Today I’m hosting an event for the ICAEW on the UN Sustainable Development Goals. In preparation, we surveyed the thoughts of attendees as well as their more senior counterparts. What emerged will not surprise anyone who has tracked headlines about millennials, unless you thought — not unreasonably perhaps — that those headlines were just so much nonsense.

To summarise the findings, the respondents want something different out of employment. They are focused on social good as well as financial gain — not just for themselves but for their organisations. They want their work to mean something.

There’s an argument that every generation has these views at this point in their development. Try replacing ‘millennials’ in any headline with ‘young people’ and you’ll see that most of these headlines could have been produced at any time since the invention of the printing press. But though small, the sample of people we surveyed is not made up of youthful idealists. These are people who are few years into work. Old enough to clarify their ideals through the lens of experience.

It does appear that amongst some audiences at least, there is a strong desire for employment that does more than pay the rent. Work that engages as well as rewards.

They may get their wish. Though they may find the pay positively disappointing.

Paying for what’s valuable

One of the big challenges of the near future is not so much a lack of work but a lack of work that offers big financial rewards. The ideal solution is that we start to pay the vital but undervalued jobs appropriately. Unfortunately, that isn’t going to happen overnight.

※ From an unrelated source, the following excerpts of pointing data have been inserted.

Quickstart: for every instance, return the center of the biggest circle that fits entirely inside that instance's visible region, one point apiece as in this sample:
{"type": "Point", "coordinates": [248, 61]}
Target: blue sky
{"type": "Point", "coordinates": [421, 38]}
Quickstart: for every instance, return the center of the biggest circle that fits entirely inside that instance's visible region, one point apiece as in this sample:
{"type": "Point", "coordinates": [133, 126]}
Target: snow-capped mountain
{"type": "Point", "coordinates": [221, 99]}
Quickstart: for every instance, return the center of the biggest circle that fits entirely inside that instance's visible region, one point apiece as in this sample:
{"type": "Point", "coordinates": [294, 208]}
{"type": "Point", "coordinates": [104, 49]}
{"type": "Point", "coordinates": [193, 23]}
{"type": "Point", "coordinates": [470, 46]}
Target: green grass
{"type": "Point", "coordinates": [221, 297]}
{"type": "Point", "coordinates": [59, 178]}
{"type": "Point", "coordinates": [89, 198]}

It will be interesting to see how this generation tackles that challenge. Will it be thro

ugh campaigning to revalue underpaid jobs in the existing system, or will it be to reinvent the system?

In a separate session I was hosting yesterday with Enfield Council on the increasingly digital relationship between city and citizen, there was general acknowledgement that the very nature of public services is likely to change, with an increasing focus on independent, community-led services. There’s a clear opportunity for social entrepreneurship to start to pick up the slack left by austerity. I’m not suggesting this is necessarily desirable, but it will be necessary.

Perhaps through this social entrepreneurship the next generation can reinvent the contract that has left valuable jobs underpaid. And in doing so create careers that are both reasonably paid, and properly rewarding.